İflas masasına yalnız borçluya ait mal ve haklar girer. Başkasının bir malı müflisin elinde ise, üçüncü kişi bu malı masadan geri isteyebilir ki, buna masadan çıkarma hakkı denir. İflas masası bu malı üçüncü kişiye vermezse bu takdirde üçüncü kişi masaya karşı istihkak davası açabilir. (İİK.228) iflasta istihkak davasına ilişkin 228. madde, sadece malın masanın elinde bulunması halini düzenlemiştir, malın üçüncü kişinin elinde bulunması halini düzenlememiştir.
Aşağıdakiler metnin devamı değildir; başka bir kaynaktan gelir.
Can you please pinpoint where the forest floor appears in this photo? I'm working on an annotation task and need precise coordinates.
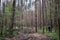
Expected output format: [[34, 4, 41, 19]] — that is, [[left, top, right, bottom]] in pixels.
[[5, 33, 53, 40], [5, 27, 59, 40]]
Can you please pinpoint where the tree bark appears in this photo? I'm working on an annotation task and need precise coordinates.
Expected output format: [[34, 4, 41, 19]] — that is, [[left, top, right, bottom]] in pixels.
[[57, 0, 60, 39], [35, 0, 38, 32], [9, 0, 16, 37], [0, 2, 5, 35]]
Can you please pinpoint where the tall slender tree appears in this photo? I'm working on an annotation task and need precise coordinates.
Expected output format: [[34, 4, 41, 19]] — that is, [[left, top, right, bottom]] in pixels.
[[0, 2, 5, 35], [42, 0, 45, 33], [9, 0, 16, 37], [56, 0, 60, 38], [0, 0, 1, 34], [35, 0, 38, 32]]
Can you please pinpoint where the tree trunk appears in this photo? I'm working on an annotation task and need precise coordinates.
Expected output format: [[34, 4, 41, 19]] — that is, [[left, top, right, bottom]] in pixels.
[[57, 0, 60, 39], [0, 2, 5, 35], [35, 0, 38, 32], [42, 0, 45, 33], [9, 0, 16, 37]]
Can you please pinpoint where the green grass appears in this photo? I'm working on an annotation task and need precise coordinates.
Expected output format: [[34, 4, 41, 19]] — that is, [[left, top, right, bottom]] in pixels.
[[45, 32, 59, 40], [0, 29, 19, 40], [13, 29, 19, 36], [0, 26, 59, 40], [38, 27, 59, 40]]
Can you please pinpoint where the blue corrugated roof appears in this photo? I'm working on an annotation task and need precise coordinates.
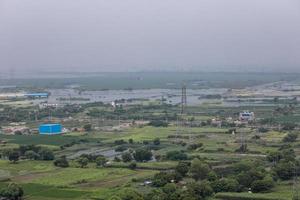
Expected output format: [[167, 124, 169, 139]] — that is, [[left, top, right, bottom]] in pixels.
[[25, 93, 48, 96]]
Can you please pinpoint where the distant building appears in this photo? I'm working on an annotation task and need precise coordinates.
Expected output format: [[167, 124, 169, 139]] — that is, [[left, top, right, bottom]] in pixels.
[[39, 124, 62, 135], [239, 111, 255, 122], [25, 93, 49, 98]]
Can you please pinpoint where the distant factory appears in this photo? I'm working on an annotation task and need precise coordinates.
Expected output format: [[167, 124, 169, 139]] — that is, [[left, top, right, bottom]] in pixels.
[[24, 93, 49, 98], [0, 92, 49, 100]]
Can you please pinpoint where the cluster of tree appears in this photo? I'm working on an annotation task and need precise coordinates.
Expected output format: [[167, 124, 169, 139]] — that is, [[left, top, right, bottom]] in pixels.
[[145, 158, 276, 200], [1, 145, 54, 163], [119, 148, 153, 163], [267, 146, 299, 180], [0, 183, 23, 200], [75, 154, 108, 168]]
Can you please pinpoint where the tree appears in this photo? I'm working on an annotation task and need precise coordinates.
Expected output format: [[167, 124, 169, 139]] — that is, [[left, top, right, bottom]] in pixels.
[[189, 158, 211, 180], [8, 150, 20, 163], [134, 148, 152, 162], [54, 156, 69, 168], [77, 157, 89, 168], [0, 182, 24, 200], [128, 138, 134, 144], [122, 152, 133, 163], [153, 138, 160, 145], [83, 124, 92, 132], [175, 161, 189, 177], [96, 156, 107, 167]]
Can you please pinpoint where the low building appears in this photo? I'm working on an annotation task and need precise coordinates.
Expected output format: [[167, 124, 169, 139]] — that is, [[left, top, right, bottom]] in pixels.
[[39, 124, 62, 135]]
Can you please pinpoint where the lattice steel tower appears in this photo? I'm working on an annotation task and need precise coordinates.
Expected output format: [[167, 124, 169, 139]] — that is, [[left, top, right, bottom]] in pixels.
[[181, 83, 187, 114]]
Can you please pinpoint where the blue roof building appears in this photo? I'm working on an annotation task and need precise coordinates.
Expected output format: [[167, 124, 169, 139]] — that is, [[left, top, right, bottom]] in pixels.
[[39, 124, 62, 135]]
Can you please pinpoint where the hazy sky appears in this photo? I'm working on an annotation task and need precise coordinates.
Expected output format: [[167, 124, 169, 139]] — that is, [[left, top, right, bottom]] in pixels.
[[0, 0, 300, 73]]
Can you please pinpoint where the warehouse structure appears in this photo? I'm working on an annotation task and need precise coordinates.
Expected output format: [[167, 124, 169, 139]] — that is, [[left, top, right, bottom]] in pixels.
[[39, 124, 62, 135]]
Hacizde istihkak davasının konusunu mülkiyet ve mülkiyet dışındaki ayni haklar oluşturabilmesine karşın, iflasta sadece mülkiyet hakkı istihkak iddiasına konu olabilir, mülkiyet dışındaki ayni haklara ilişkin istihkak iddiaları İİK. nun 235. maddesi uyarınca sıra cetveline itiraz davası olarak ileri sürülebilir.
Somut olayda, İcra Mahkemesinde istihkak davası olarak açılan işbu davada istihkak konusu menkullerin davacı 3. kişinin elinde iken adrese gidilerek tespitinin yapıldığı ve deftere kaydedildiği, davacının istihkak iddiasında bulunması nedeniyle yediemin olarak malların davacıya teslim edildiği görülmüştür.
İİK'da iflasta üçüncü şahsın elinde iken deftere kaydedilen mallarla ilgili icra mahkemesinde görülecek bir istihkak davası hakkında düzenleme bulunmadığı, bu durumda söz konusu malların mülkiyeti ancak genel mahkemelerde açılacak bir dava ile belirlenebilir.
Bununla birlikte, İİK 228. maddesi gereğince iflas dosyalarına ilişkin istihkak davasında davalı sıfatı iflas idaresine ait olup, davalı alacaklı ...'nin iş bu davada taraf sıfatının bulunmadığı ve taraf teşkilinin kamu düzeninden olduğu gerekçesiyle mahkemece resen taraf teşkili gözetilerek davalı ... yönünden davanın pasif husumet yokluğu nedeni ile reddine karar verilmesi gerekmekte iken yazılı şekilde sonuca gidilmesi, ayrıca davanın reddi halinde davalı iflas idaresi lehine vekalet ücreti takdir edilmemesi de isabetsizdir.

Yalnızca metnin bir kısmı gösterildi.